The classification of the Vinaya laws is also arbitrary. No systematic grouping is to be found in any of the texts of the Vinaya literature. However, even such a heterogeneous formulation dons the human touch as every rule is endowed with an episode that led to its formulation. This helps one a lot in understanding the background and the adjustment of monastic discipline to that background. The laws of Jaina monastic jurisprudence do not by themselves explain such background for which we have to depend on later commentaries.


Moreover, the association of the Buddha in such a setting and the pronouncement of the rule through his mouth tended to give a sort of grand solemnity to the utterance and formulation. No such pronouncements are attributed to anybody in the Jaina texts.


As against the ten main prayascittas of the Jainas, the two hundred and odd offenses are grouped under seven categories in the Buddhist literature. The lightest offense was 'Sekiyu' and the highest parajika'.


Yet the nature of acts on the part of the monks and nuns which could be termed as an offense is more or less alike in both the Buddhist and the Jaina texts in a very broad way. For instance, offenses, which involved behavior against celibacy and showing of disrespect to the Buddha or the Tirthankara etc., are alike in both these religions. Similarities can be quoted in a number of cases, which it is needless here to list.


There is yet a difference. In the Buddhist Church, the promulgation of a rule could be done either by the Buddha or by the elders in the Samgha or by elderly and well-versed senior monks or by the Vinayadharas. Regarding such agencies of the origin and formulation of different rules, the Jaina texts are silent. What we find in these texts are that the seniors act more as judges than as originators of law.


The prosecution of the guilty was an elaborate affair in the Buddhist jurisprudence. Such trials were to be held in the presence of a full assembly (Mahavagga, IX, 3). Besides this, the accused was to be allowed to confess or defend if somebody else had accused him. The declaration of the offense committed by the accused was done by a senior monk (Ibid., X, 3, 9). Opinions were allowed to be expressed by other representative monks regarding the offense and whether the accused was involved in it or not. In cases of grave offenses, such procedures as ballot and open voting, and holding of a jury were also resorted to. In the case of minor offenses, formal confession was deemed sufficient. The account of the trial of Ananda, Devadatta and others makes a wonderful reading, which brings out the elaborate procedure adopted in such trials.


Such elaboration of trials is not to be found mentioned or described in any of the Jaina texts. What we have is the reference to the Samgha, which in some cases was empowered to commute the punishment inflicted on a monk, under certain circumstances.

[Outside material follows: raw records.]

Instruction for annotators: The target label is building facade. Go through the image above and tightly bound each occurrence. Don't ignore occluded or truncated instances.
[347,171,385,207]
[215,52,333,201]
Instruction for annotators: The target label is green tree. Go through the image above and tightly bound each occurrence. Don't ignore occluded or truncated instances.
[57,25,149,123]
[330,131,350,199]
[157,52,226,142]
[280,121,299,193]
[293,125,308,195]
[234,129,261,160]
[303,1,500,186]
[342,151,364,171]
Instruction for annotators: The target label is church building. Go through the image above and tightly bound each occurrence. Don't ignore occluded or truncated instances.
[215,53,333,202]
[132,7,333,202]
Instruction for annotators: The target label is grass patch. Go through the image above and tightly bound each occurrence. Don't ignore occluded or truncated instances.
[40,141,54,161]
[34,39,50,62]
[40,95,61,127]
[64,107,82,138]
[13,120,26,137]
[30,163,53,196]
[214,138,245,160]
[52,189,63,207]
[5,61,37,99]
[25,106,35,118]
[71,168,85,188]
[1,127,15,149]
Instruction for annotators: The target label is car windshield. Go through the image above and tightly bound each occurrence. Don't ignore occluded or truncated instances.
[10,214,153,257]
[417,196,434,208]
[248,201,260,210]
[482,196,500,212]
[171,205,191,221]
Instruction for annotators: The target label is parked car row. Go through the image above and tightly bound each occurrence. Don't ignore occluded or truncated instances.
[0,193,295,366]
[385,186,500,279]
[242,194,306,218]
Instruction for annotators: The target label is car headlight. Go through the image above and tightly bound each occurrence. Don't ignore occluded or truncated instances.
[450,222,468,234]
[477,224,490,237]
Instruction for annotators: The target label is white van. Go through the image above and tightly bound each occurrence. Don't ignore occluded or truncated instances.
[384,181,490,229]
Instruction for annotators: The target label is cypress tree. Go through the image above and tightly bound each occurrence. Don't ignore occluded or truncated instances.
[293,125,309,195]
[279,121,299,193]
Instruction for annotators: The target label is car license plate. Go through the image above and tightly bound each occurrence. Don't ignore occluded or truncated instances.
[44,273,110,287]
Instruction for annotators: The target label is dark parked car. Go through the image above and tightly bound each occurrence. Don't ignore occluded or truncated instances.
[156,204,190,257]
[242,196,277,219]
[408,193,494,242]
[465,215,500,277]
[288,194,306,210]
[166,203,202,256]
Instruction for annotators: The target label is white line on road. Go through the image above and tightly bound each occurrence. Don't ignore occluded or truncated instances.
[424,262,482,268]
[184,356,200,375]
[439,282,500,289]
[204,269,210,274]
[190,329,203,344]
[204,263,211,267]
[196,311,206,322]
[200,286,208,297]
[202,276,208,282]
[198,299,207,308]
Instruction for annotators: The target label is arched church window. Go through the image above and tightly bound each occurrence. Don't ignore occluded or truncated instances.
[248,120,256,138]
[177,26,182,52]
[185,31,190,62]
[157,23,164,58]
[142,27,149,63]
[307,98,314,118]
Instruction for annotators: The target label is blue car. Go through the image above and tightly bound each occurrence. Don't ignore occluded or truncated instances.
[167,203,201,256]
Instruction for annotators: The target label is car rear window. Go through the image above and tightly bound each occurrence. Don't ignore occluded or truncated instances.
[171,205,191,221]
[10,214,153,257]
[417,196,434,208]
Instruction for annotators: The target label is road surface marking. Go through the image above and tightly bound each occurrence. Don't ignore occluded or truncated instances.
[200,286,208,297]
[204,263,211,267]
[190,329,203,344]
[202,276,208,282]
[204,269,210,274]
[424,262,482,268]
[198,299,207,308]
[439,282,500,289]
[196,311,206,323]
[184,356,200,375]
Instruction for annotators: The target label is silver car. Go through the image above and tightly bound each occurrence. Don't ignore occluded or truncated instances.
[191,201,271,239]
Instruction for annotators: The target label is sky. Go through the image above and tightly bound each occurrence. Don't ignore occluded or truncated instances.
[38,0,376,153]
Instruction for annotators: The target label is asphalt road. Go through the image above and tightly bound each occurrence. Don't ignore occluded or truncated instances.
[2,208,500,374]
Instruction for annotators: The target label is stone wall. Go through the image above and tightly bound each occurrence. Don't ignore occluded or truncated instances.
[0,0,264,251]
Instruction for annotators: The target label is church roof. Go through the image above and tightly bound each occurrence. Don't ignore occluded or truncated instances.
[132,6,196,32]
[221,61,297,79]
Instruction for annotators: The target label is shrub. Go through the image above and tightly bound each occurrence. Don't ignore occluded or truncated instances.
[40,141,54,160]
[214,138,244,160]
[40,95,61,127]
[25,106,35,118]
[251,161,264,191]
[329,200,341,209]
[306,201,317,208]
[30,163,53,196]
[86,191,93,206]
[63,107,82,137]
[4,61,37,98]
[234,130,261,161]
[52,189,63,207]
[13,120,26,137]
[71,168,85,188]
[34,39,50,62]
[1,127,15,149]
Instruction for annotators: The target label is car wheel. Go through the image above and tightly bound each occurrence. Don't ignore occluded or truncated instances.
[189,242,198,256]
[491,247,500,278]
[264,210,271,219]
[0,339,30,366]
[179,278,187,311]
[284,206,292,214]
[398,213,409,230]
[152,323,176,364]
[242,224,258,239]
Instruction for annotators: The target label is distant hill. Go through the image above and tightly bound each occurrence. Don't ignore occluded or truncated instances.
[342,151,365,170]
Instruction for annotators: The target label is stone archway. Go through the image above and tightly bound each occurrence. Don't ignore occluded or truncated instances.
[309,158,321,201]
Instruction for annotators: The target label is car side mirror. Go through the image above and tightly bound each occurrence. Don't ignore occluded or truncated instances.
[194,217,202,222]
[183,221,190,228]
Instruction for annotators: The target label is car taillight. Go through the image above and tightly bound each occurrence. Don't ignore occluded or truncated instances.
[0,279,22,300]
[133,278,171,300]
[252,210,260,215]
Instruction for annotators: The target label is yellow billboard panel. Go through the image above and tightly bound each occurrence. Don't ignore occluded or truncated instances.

The picture that stands before our eyes, on the basis of the information given in the Buddhist texts, is that of a completely organized corporate life of the Bhikkhu sangha, which, though a feature even of the Jaina order of monks and nuns, has not anywhere been graphically represented, so far as the enforcement and administration of monastic jurisprudence is concerned, in the Jaina texts.







Thus, in short, is the rapid survey of the rules and working of Jaina monastic jurisprudence. With all their Matter -of-fact enumeration, the rules definitely reveal the working of the human mind in its wonderful adjustment and reaction to problems of this world full of human beings, humane and cruel, haughty and modest, dauntless and timid. It is a gallant tribute to the Jaina church and its elders that they could see all these facets of the human mind and with all the knowledge of such a complex field, tried to elevate a normal human being to a disciplined ascetic striving for the summum bonum.